# A good day :)



## sarelis (Aug 29, 2011)

For around the last 6 weeks I have been helping a friend get back into riding, she has just turned 40 & hasn't ridden since she was 11! She has been hacking out on my friend's horse with me once or twice a week & I have been instructing her as we go. She has mastered the rising trot pretty well, getting there with the sitting trot. She can also catch, groom, tack up & untack for herself now & is considering buying the horse she has been riding subject to vetting next week.
Today I took her out over the common where she hasn't ridden before, we were trotting up an uphill, sandy track with her in front. I came up beside, looked over & said " canter then?", she sorta looked confused then nodded so I overtook & upped a gear. We cantered up the hill & nearing the top I slowed so she came up beside so I could see how she was doing, my god I have never seen a grin so big in my life!
She coped well & the horse was good as gold, I think it has totally made her week!


----------



## Reiterin (Aug 7, 2011)

That sounds like a great experiece for both of you.
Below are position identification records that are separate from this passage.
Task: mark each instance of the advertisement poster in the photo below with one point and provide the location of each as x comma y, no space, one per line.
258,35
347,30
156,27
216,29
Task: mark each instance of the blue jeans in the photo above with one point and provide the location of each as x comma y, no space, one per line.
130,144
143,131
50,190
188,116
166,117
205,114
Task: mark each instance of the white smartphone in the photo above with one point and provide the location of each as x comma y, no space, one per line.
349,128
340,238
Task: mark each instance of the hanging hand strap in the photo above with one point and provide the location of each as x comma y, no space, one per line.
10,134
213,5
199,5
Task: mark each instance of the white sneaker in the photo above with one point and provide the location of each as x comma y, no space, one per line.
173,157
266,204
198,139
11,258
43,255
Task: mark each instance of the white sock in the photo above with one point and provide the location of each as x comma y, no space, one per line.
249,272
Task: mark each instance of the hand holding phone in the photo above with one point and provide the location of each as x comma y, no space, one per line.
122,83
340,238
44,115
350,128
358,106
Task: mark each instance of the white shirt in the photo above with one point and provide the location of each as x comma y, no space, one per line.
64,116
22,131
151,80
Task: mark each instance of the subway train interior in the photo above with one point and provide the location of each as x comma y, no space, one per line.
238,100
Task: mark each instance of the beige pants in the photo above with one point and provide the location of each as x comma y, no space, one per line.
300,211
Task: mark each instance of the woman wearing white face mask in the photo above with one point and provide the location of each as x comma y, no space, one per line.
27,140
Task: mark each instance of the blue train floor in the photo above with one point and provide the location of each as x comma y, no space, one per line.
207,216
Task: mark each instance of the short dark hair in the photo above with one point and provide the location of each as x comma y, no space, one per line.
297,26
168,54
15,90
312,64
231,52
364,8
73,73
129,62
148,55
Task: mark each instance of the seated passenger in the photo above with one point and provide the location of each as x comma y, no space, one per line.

You have done a very good work!!:thumbup: :thumbup:


----------



## sarelis (Aug 29, 2011)

Thanks guys, just appreciating the simple pleasures after such a horrible week last week what with the pony being pts, was nice to have a happy ride out with no complications!


----------



## Elles (Aug 15, 2011)

How lovely.  Good luck with the vetting. :thumbup:

My weekend has involved trimming a load of feet and cutting my finger to the bone opening a bale of haylage. It bled so much, after 2 hours with it tightly wrapped with vet wrap, so I could finish up, it was still dripping blood. 

I'm now knackered, planning on an early night and drinking a bottle of beer, or maybe two. :


----------



## sarelis (Aug 29, 2011)

Thanks! Ouch, finger sounds painful, get that beer down you! Seriously though if it was still bleeding heavily after 2 hours it might need stitches, though I can see that collapsing with a beer is infinitely preferable to a visit to A&E!


----------



## Elles (Aug 15, 2011)

> it might need stitches


I had paper stitches in the first aid kit at home, so I subjected it to a bit of diy. 

I should probably take a first aid to the yard, I usually use the horses' kit instead. Vet wrap and gaffer tape is the ultimate first aid kit. :lol:


----------



## kaz25 (Aug 9, 2011)

I could do with a friend like you!! Desperate to get back in the saddle after about 10 years or more but can't afford to go for lessons atm


----------



## lucylastic (Apr 9, 2011)

That's so lovely. Well done to both of you.


----------